As we crisscross through half a dozen Assembly constituencies --- Barjora, Bankura, Chhatna, Saltora, Sonamukhi, Bishnupur --- in the district, this is one recurring complaint, a complaint we have heard often enough in other parts of Bengal but never as forcefully as in these parts where under-development is endemic and sources of income few.
In Jambedia village of Barjora, an area where water is scarce and rampaging wild elephants routinely destroy the meagre crops that the parched land yields, Shanti Karmakar cannot contain his anger against the CPM. His main ire is that “CPM cadres corner all the benefits” --- they are the ones who get houses under the Indira Awas Yojana even if they are rich while the “real poor” are bereft of BPL benefits. Everyone around him agrees.
In Bondolhati village that falls under Sonamukhi, Sheikh Niyamat Ali says the same thing. “The government has so many schemes but it never reaches us. The only people who have gained are members of the Party.”
In Sonamukhi town, a large group of men surrounds us and there is only one man who insists that the CPM will win all 12 seats. All the others are vociferously rooting for change. “The CPM thinks nothing has changed. But take it from me, this time they will lose six and win six,” says 21-year-old Ganesh Shaha, giving a new twist to the “sixer” metaphor.

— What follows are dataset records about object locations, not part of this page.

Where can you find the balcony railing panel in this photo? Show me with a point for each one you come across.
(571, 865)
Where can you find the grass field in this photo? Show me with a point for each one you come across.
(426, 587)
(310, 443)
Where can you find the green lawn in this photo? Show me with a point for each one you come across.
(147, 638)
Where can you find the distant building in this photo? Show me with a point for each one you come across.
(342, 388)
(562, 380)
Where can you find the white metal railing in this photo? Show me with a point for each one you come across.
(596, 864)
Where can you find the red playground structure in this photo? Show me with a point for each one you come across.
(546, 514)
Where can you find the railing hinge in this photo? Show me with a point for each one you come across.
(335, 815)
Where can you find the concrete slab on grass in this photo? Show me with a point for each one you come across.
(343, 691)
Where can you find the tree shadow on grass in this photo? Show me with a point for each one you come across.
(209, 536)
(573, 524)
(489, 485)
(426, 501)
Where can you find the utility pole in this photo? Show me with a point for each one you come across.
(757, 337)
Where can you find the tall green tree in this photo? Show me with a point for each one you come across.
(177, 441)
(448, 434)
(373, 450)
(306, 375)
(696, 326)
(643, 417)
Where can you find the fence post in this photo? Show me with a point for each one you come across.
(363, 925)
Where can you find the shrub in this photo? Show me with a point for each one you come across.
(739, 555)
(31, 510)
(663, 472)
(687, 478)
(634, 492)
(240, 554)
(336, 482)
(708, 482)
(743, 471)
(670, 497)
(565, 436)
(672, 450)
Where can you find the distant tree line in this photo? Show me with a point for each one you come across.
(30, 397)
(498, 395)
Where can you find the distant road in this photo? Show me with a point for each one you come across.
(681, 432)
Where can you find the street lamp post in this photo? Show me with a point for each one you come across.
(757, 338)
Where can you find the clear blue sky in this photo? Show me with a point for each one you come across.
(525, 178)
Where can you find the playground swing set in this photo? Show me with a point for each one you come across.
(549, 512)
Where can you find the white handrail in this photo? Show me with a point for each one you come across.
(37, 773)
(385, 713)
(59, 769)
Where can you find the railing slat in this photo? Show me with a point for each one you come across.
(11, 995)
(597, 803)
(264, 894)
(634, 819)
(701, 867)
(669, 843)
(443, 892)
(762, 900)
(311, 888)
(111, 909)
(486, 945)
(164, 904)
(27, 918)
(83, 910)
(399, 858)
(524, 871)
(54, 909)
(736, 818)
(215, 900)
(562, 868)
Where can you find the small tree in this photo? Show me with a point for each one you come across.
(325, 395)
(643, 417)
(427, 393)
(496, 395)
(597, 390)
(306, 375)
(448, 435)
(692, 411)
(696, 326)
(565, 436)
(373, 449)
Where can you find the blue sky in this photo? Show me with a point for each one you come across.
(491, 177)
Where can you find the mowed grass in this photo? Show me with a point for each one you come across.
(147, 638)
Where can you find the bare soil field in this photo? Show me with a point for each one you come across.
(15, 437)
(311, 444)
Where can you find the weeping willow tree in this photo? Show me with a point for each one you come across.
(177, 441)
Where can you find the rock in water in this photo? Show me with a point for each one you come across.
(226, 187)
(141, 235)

And why will the CPM win six seats if the Party’s dolotontro (cadre raj) is so widespread? “That’s because they still have complete hold in the most backward seats, dominated by Adivasis and Scheduled Castes, seats such as Kotulpur, Indus, Ranibandh and Raipur,” he tells us, admitting that the Trinamul has yet to make inroads among the most wretched of this bit of red earth.
In Deohati village which is part of Saltora constituency, Narayan Mondol agrees. “The CPM keeps winning here because the people are too poor and illiterate and lack political consciousness.
“Things are changing now and there are many people like me who have seen through the CPM’s false promises. But do you know what --- I am not sure even my wife will listen to me. I have been telling her about dui phool but she is so used to the CPM symbol, she might end up pressing it.”
He goes on to say: “Look at Kerala -- the people there are educated and that is why they keep changing their government every five years. The CPM cannot take them for granted.”
He has a point. Bankura’s backwardness stems partly from its inhospitable geography but the CPM’s repeated victories and resultant complacency have certainly added to it.
The Kerala model, then, might be the best thing for Bankura --- and indeed Bengal --- from the point of view of both development and democracy.